La ley 26485, de Protección Integral para prevenir, erradicar y sancionar la violencia contra las Mujeres, fue un gran paso de avance, y fue sancionada en 2010 por CFK. Pero el gran límite de ese gobierno fue que no puso en marcha el Plan Integral que la ley preveía. El gobierno de Macri designó al frente del Consejo Nacional de las Mujeres a Fabiana Túñez, de la Casa del Encuentro, una organización no gubernamental que desde el 2008 elaboró las estadísticas sobre femicidios, una tarea pendiente del Estado.
En julio de este año, el CNM anunció un Plan contra la Violencia de Género, que incluye 69 medidas para prevenir y asistir a las víctimas, y 137 acciones, entre ellas, la construcción de 36 nuevos hogares para la protección de las mujeres víctimas de la violencia de género.
Según datos de la Corte Suprema de Justicia, en 2015 en nuestro país fue asesinada una mujer cada 37 horas. El plan prevé acciones para la prevención, atención integral, monitoreo y evaluación, formación y fortalecimiento institucional.
Sin embargo, esta área no se salvó del “recorte” que el Presupuesto 2017 del ministro de Haciendo Prat Gay prevé sobre temas sensibles de las políticas públicas. Las acciones pueden quedar en formulaciones si no hay recursos para la protección de las mujeres en esos casos.

Milagro Sala, presa política.
Milagro Sala, como antes sucedió con la también jujeña Romina Tejerina, será seguramente motivo de debate en varios de los talleres que abordan la temática de los derechos humanos, cárceles y condiciones de detención.
Y también, como en otros temas, habrá confrontación respecto a quiénes defienden a la dirigente de la Tupac Amaru y quiénes consideran que debe estar presa.
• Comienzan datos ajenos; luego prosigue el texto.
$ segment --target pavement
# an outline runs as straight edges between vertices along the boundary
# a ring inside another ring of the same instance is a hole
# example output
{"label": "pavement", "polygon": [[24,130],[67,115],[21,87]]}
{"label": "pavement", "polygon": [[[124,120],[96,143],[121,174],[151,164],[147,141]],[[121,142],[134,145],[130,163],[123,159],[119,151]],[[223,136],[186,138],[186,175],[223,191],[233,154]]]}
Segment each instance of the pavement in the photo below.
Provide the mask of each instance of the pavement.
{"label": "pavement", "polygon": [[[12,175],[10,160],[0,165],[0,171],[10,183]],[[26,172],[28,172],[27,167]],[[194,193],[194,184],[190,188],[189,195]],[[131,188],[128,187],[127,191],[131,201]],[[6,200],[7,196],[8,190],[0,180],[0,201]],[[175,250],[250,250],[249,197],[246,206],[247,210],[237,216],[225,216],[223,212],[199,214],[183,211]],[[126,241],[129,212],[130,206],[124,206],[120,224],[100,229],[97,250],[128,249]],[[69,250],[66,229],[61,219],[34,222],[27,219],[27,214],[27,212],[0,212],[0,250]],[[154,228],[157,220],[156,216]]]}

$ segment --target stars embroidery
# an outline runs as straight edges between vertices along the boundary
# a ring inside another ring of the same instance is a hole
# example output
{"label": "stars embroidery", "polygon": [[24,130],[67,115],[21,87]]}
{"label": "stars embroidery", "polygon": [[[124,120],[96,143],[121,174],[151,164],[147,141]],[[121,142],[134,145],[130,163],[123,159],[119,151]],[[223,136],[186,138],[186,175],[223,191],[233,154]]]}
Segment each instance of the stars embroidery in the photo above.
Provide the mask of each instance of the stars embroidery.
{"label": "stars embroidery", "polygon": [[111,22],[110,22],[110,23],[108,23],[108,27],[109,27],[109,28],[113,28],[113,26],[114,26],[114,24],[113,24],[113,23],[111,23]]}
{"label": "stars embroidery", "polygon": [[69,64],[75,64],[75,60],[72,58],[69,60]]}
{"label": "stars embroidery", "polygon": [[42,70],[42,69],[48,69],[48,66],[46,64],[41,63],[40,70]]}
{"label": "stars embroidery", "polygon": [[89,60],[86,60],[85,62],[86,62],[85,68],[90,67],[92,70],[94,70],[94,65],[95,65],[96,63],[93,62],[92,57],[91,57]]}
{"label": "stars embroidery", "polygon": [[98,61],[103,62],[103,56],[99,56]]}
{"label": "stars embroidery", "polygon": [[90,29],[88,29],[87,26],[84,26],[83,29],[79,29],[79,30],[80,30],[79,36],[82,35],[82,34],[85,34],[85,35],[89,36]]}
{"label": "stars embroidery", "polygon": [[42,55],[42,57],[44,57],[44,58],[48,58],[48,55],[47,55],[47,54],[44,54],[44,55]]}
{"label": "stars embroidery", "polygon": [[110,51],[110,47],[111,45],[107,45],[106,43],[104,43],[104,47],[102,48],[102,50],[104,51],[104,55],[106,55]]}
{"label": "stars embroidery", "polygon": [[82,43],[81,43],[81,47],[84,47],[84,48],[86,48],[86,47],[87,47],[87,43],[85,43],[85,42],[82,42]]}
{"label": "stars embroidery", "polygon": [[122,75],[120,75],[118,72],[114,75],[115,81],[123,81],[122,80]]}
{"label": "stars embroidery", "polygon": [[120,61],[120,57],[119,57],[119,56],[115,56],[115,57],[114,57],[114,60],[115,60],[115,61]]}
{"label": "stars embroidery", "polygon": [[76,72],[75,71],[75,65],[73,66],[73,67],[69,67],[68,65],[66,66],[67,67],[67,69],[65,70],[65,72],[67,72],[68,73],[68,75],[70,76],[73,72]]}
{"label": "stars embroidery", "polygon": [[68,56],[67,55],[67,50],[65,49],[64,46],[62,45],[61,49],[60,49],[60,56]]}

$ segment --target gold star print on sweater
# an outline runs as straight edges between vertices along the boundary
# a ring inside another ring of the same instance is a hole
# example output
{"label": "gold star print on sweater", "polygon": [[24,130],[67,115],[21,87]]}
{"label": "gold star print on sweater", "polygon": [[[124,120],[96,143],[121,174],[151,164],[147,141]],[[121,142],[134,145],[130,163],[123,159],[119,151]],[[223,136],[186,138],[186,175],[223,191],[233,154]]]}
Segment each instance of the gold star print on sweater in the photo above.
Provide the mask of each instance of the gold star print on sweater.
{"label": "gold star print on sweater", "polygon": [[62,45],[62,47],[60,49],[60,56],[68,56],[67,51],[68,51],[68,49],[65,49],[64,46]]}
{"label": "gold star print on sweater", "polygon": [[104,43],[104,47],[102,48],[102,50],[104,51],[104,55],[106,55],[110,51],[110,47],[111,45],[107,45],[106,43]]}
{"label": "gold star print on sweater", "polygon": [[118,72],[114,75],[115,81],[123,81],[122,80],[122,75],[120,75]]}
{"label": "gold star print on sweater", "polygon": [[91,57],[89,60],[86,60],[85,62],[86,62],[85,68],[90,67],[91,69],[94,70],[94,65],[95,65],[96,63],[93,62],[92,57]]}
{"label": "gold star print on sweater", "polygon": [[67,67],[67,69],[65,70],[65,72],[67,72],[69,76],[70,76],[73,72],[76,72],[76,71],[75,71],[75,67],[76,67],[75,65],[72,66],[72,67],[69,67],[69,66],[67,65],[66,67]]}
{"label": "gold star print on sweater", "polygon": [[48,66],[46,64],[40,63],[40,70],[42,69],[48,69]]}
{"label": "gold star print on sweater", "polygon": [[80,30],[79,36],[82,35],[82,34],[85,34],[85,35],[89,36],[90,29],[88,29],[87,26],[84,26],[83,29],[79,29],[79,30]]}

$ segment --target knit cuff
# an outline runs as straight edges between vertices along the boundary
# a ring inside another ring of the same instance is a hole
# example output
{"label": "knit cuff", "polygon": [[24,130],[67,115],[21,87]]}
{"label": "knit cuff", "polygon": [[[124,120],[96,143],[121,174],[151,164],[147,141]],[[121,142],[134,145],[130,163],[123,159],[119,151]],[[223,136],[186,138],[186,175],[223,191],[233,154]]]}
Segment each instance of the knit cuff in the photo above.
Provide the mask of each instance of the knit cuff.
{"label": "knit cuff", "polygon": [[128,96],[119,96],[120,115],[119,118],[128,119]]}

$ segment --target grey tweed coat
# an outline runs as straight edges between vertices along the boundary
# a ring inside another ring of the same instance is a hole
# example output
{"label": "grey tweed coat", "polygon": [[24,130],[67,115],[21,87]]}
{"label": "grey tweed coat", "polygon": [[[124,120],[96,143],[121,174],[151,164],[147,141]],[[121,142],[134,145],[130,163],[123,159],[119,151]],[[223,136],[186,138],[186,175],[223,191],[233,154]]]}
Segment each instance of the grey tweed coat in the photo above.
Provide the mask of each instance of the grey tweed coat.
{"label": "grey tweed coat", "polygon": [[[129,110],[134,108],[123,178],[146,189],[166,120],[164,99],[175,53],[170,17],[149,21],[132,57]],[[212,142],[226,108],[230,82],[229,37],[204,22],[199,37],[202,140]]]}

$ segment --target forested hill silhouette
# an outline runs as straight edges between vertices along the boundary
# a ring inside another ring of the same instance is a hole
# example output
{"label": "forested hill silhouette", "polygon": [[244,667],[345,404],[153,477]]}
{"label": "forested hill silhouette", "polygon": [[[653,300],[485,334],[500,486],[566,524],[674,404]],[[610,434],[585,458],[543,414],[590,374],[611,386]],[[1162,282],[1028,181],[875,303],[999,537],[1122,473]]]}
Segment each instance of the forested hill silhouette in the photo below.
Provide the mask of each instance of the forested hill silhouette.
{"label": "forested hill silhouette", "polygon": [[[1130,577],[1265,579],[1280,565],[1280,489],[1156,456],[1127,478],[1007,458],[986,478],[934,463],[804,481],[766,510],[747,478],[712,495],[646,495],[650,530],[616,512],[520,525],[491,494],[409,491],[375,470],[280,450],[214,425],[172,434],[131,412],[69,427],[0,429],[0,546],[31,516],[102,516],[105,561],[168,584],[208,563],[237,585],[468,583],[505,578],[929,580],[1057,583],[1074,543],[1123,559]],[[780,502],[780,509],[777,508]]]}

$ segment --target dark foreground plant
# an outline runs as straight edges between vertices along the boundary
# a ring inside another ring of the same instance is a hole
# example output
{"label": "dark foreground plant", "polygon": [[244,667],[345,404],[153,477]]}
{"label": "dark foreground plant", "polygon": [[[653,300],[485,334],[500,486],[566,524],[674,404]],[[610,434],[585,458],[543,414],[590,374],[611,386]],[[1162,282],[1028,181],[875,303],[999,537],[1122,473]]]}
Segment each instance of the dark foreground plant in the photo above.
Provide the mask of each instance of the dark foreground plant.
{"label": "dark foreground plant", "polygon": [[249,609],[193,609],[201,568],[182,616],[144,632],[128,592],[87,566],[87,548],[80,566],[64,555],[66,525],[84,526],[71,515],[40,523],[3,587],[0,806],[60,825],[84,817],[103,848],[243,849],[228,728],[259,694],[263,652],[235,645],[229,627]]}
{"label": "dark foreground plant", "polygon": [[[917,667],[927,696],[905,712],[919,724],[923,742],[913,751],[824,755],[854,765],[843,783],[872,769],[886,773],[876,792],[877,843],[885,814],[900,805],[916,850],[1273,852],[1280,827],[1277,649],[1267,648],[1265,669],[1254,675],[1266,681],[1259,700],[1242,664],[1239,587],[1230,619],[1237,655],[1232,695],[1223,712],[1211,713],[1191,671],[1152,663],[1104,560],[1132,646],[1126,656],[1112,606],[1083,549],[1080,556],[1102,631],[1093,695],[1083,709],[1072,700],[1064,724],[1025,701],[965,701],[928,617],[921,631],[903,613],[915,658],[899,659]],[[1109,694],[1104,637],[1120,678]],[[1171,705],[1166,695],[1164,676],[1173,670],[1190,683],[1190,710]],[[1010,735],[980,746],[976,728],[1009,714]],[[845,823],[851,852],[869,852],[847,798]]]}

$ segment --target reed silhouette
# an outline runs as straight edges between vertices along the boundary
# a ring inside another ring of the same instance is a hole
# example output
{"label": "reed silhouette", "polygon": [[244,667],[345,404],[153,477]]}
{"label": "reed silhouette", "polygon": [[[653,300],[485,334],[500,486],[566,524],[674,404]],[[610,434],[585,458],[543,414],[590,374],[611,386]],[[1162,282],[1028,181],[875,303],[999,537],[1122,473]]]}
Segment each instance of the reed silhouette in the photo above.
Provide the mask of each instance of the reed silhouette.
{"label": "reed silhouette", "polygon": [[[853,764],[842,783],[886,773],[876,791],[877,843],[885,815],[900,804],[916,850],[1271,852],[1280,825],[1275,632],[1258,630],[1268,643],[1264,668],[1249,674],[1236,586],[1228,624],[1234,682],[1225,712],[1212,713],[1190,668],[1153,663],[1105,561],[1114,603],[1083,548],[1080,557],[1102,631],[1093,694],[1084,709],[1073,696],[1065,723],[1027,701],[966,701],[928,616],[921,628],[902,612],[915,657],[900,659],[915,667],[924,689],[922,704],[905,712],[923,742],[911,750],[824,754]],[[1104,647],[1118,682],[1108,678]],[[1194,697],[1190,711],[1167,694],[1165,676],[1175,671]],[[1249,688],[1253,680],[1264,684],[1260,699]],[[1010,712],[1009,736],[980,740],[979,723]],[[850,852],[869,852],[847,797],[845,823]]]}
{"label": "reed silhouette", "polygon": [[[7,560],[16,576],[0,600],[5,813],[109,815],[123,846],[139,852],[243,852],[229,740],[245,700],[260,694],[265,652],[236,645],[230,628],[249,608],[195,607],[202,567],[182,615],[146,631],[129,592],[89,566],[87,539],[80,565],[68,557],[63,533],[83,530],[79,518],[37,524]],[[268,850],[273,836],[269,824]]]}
Sin embargo, a nueve meses de su detención, y con infinidad de irregularidades en las causas por las que es acusada, sin condena y con su organización perseguida, Milagro se yergue hoy como una víctima del poder político y judicial, racista y machista.
Rectores y decanos de diferentes universidades del país, la visitaron el 1 de octubre en la cárcel de Alto Comedero. El decano de la Facultad de Filosofía de la Universidad Nacional de Córdoba, Diego Tatián, le entregó el Premio José María Aricó 2016 al Compromiso Social y Político. Por ese hecho, Tatián había sido muy maltratado por los medios cordobeses.
Militantes del Comité por la Libertad de Milagro Sala de Córdoba también visitaron a la dirigente tupaquera y recorrieron las obras de esa organización social, que incluye viviendas dignas para la gente más humilde, escuelas, centros culturales, bibliotecas, parques acuáticos, canchas y clubes de fútbol. Mucho más de lo que la clase política jujeña construyó en los últimos años.
Con Milagro, se encuentran varias mujeres más detenidas, también dirigentes de la Tupac Amaru. Algunas de ellas tienen varios hijos, que sólo las visitan algunos días a la semana, en una clara violación a los derechos y garantías constitucionales. La prisión preventiva es un instituto de excepción que sólo puede aplicarse cuando existe peligro de fuga o de destrucción de pruebas.